Migration, language diversity and
education policy: A contextualized analysis
of inequality, risk and state effects

by James Collins (University at Albany/SUNY)

Working Papers WP 14-09
July 2014
ISSN 2192-2357 (MMG Working Papers Print)

Full text: pdf

No Child Left Behind refers to federal education legislation and implementation programs intended to reconcile the goals of insuring equality while promoting competition in public education in the United States. Immigrant students whose primary languages are other than English are included in the mandate of NCLB, categorized as English Language Learners (ELLs), a category of ‘at-risk’ students. Drawing on case studies of immigrant students in upstate New York, as well as surveys of school district compliance with ESL/Bilingual education requirements, the analysis explores how NCLB and its implementation simultaneously obscure economic differences and polarize ethnolinguistic identities at the school, state, and federal levels.
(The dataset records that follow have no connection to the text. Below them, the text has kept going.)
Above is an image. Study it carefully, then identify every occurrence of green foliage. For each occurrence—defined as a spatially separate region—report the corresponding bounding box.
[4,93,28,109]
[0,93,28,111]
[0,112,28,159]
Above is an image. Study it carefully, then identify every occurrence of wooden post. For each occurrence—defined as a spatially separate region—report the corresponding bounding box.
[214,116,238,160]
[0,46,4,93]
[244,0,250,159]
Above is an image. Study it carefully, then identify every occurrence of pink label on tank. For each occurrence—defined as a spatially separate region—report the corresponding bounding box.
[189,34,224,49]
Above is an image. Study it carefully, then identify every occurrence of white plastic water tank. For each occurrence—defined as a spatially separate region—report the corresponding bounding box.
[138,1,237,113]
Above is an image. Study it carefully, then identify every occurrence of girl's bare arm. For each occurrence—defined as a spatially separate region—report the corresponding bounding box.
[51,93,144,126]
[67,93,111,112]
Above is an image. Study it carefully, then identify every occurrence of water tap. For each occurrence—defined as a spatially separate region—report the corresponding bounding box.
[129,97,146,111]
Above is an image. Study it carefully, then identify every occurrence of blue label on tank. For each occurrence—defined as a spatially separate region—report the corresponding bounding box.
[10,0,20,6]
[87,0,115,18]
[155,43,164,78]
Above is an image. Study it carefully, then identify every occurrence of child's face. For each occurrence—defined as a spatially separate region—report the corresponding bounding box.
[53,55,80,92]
Drawing from ethnographic as well as sociolinguistic data, this study uses the concept of state effects to explore the articulation and re-articulation of ethnoracial and linguistic diversity along axes of poverty and relative privilege. It argues that NCLB as enacted across diverse scales constructs social subjects in relation to differences that are obscured or emphasized and produces isolated individual subjects as well as new collective identities.         

James Collins is a Professor of Anthropology and Linguistics at the University at Albany/State University of New York. He has studied issues of language diversity, social inequality, and the politics of language in the United States, Belgium, and South Africa.